Only those who think we are "created in God's image" would stick their heads in the sand and claim otherwise. God has no image, and it's form is the universe itself. To think we look anything like the universe is ludicrous!
I do not fail; I succeed at finding out what does not work.
The physical differences between Asian, Aferican and European decendents exist because of the time it took for our species to propogate around the world, isolation, enviornmental factors, boarders, politics, and the slow speed of travel at the time.
In the forseable future, humanity may spread to other planets via generation ships with pressures not unlike those faced by our genetic ancestors. The limited communication between colonies, limited travel opportunities, and enviornmental pressures between habited planets will probably mean that humans on distant stars will begin to take on traits that are very different than those of us who live on earth.

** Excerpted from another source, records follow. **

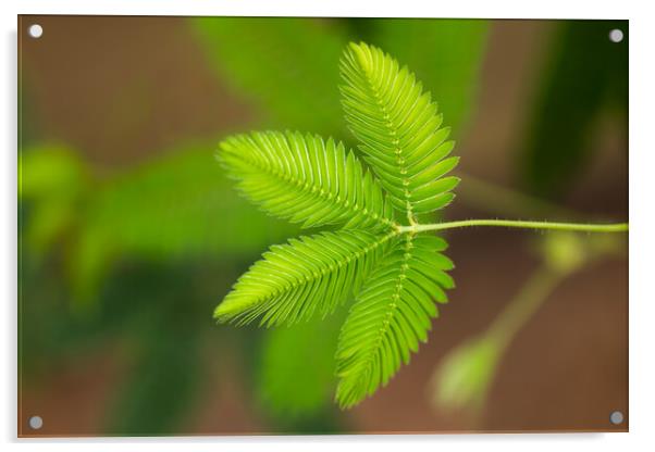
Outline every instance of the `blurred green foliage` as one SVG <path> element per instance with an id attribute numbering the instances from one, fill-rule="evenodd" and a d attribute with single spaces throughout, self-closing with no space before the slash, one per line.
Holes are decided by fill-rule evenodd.
<path id="1" fill-rule="evenodd" d="M 615 28 L 620 43 L 609 40 Z M 554 34 L 521 148 L 523 184 L 546 198 L 566 193 L 595 154 L 604 111 L 628 122 L 628 21 L 560 21 Z"/>
<path id="2" fill-rule="evenodd" d="M 295 230 L 247 209 L 213 161 L 213 145 L 186 145 L 123 173 L 100 176 L 62 147 L 23 151 L 25 244 L 65 244 L 74 300 L 92 301 L 115 261 L 252 256 Z"/>

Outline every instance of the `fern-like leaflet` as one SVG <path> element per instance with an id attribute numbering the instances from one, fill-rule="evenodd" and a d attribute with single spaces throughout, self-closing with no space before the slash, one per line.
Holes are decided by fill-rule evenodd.
<path id="1" fill-rule="evenodd" d="M 273 246 L 215 310 L 219 322 L 292 324 L 354 298 L 339 335 L 336 399 L 350 407 L 388 382 L 424 342 L 435 301 L 454 286 L 445 240 L 418 235 L 417 215 L 446 206 L 458 179 L 453 141 L 430 95 L 382 50 L 350 43 L 343 105 L 372 173 L 333 139 L 300 133 L 227 138 L 219 160 L 271 215 L 336 231 Z M 409 226 L 405 226 L 406 223 Z"/>

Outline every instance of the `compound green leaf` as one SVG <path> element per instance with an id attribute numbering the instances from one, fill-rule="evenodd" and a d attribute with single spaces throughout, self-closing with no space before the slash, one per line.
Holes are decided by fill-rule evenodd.
<path id="1" fill-rule="evenodd" d="M 396 233 L 338 230 L 273 246 L 234 285 L 214 318 L 243 325 L 293 324 L 330 314 L 357 291 Z"/>
<path id="2" fill-rule="evenodd" d="M 408 217 L 446 206 L 459 179 L 443 180 L 456 160 L 449 128 L 430 93 L 407 67 L 382 50 L 350 43 L 341 62 L 346 118 L 367 162 Z"/>
<path id="3" fill-rule="evenodd" d="M 428 340 L 431 318 L 438 314 L 434 300 L 445 303 L 444 289 L 454 287 L 446 274 L 453 263 L 440 252 L 445 248 L 437 237 L 397 239 L 367 279 L 339 336 L 336 399 L 342 407 L 385 386 Z"/>
<path id="4" fill-rule="evenodd" d="M 341 142 L 300 133 L 227 138 L 219 159 L 240 192 L 265 212 L 304 227 L 391 226 L 380 184 Z"/>

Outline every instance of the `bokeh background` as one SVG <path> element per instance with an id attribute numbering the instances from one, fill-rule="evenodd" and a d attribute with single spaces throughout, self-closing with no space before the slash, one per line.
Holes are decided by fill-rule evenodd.
<path id="1" fill-rule="evenodd" d="M 236 196 L 218 142 L 282 128 L 355 146 L 348 41 L 440 102 L 462 177 L 445 218 L 619 222 L 628 38 L 627 21 L 20 16 L 18 434 L 626 430 L 626 237 L 452 231 L 458 287 L 429 342 L 348 412 L 332 403 L 346 309 L 273 330 L 211 314 L 298 234 Z M 494 325 L 507 341 L 484 352 Z"/>

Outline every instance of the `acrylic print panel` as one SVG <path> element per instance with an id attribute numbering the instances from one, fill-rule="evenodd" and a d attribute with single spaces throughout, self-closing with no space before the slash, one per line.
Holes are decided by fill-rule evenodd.
<path id="1" fill-rule="evenodd" d="M 20 436 L 627 431 L 627 21 L 18 36 Z"/>

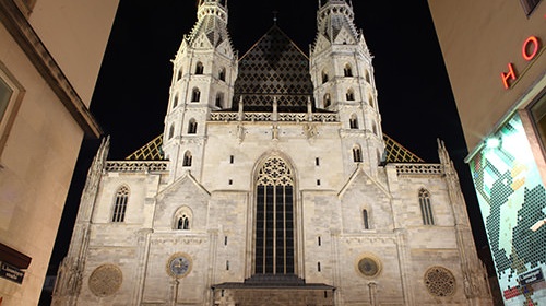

It's entirely plausable, and even likely, that as humanity spreads around the stars, we will evolve into something not unlike the aliens of star trek. In the future, there just might be a green woman out there waiting for you - someone Alian, but also someone human.
Neil DeGrasse Tyson gives a good talk on this, as usual with things related to astrophysics. He points out that the elements we find in our bodies are the same elements you find in the universe, and in the same order (hydrogen is the most common in the universe, and is the most common in us) and that you can trace the atoms in us to the crucible that formed stars. We are, literally, stardust. Well that is almost certainly not a coincidence. We are made of what we are made because the universe is made of what it is made. Same shit with carbon being our building block: Carbon is THE building block, you can make more molecules with it than with all other elements combined.
So looking at all that, we look pretty damn typical, pretty damn common. Thus when you have galaxies with hundreds of billions of stars, and 100-200 billion (observed) galaxies in the universe it becomes a near statistical certainty that such a thing would happen elsewhere. We aren't some special collection of elements that you are highly unlikely to see, we are precisely what you'd expect based on cosmic observation.
There is no support either for or against the existence of life on other planets. Bayesian analysis doesn't transform that lack of knowledge into evidence against life. After Bayesian analysis, people still don't have any facts.
However, I'd say things certainly look better now than they did a few decades ago, given that we have discovered both vast amounts of organic molecules in space, as well as lots of planets in the Goldilocks zone.
This guy is an astrophysicist, not an astrobiologist. Don't trust a chemist to talk about physics, you don't trust a geologist about climate science, and you don't trust a astrophysicist to talk about biology.
He could be a janitor for all I care. The only important question is: is his science sound or not.